IMvigor130 is an international phase III trial for pts with locally advanced or mUC who had not received prior systemic therapy. Pts had an ECOG PS ≤2 and were eligible for platinum-based therapy in the 1st line setting. Pts were stratified by PD-L1 IC status (IC0 vs IC1 vs IC2/3), Bajorin risk factor score including KPS <80% versus ≥80%, the presence of visceral metastases and investigator’s choice of chemotherapy. Pts were randomized 1:1:1 to receive atezo and platinum-based therapy (cisplatin or carboplatin) plus gemcitabine (arm A; n = 451), atezo monotherapy (arm B; n = 362), or placebo plus platinum-based therapy and gemcitabine (arm C; n = 400).
Cisplatin-based chemotherapy has been standard first (1st) line treatment in mUC for > 30 years. Approximately 50% of patients (pts) with mUC are ineligible for cisplatin, and they generally receive inferior carboplatin-based regimens. PD-L1 and PD-1 inhibitors are the 1st new systemic therapies for mUC, both for 1st line treatment of cisplatin-ineligible pts and for pts experiencing disease progression despite platinum-based chemotherapy.
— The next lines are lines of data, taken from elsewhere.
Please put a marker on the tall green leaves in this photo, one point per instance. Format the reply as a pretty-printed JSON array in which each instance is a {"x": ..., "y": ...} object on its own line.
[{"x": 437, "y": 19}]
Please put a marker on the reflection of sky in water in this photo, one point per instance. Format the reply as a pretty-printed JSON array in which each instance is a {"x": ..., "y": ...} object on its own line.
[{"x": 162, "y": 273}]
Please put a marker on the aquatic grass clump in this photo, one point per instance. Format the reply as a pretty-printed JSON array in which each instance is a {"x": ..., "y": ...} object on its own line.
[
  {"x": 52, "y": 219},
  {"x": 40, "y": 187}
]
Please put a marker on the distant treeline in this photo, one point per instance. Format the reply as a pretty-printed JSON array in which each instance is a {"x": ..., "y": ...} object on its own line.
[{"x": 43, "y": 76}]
The final PFS and interim OS results for IMvigor130, assessing atezolizumab (atezo) alone or in combination with gemcitabine and carboplatin or gemcitabine and cisplatin in 1st line mUC were presented.
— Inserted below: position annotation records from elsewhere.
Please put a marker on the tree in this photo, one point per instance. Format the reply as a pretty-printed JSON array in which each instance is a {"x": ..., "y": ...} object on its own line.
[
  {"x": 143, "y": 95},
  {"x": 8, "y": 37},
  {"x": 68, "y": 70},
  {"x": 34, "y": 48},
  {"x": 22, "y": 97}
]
The co-primary endpoints were investigator-assessed PFS and OS in arm A vs. arm C, and OS in arm B vs. arm C using a hierarchical approach. Key secondary endpoints included investigator-assessed overall response rate (ORR), duration of response, PFS and OS in arm B vs. arm C in the PD-L1 IC2/3 subgroup, and safety.
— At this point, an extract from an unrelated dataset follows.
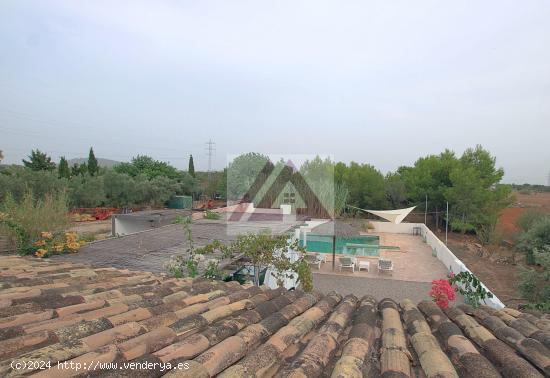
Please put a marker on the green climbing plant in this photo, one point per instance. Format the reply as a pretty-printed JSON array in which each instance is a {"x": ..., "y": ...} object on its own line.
[{"x": 470, "y": 287}]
Whether the addition of immunotherapy to chemotherapy can improve outcomes in pts with mUC is an important question. IMvigor130 is the first trial to evaluate the combination of immunotherapy and chemotherapy in pts with mUC who are eligible and ineligible for chemotherapy. This trial represents the first positive signal in terms of PFS and a trend in OS. The results from IMvigor130 support atezo + platinum plus gemcitabine as an important new treatment option for patients with untreated mUC. Other similar trials are ongoing with other immunotherapeutic check point inhibitors.
In the intent-to-treat population, the median OS with atezo and platinum plus gemcitabine was 16 months versus and 13.4 months for chemotherapy and placebo (HR, 0.83 (95% CI, 0.69, 1.00). When stratified by PD-L1 expression, pts with PD-L1–positive tumors (IC2/3) had an improvement in OS when treated with single-agent atezo compared with chemotherapy and placebo (HR, 0.68; 95% CI, 0.43-1.08). Median OS with the PD-L1 inhibitor was not estimated and was 17.8 mos. with chemotherapy. Follow-up of OS will be continued.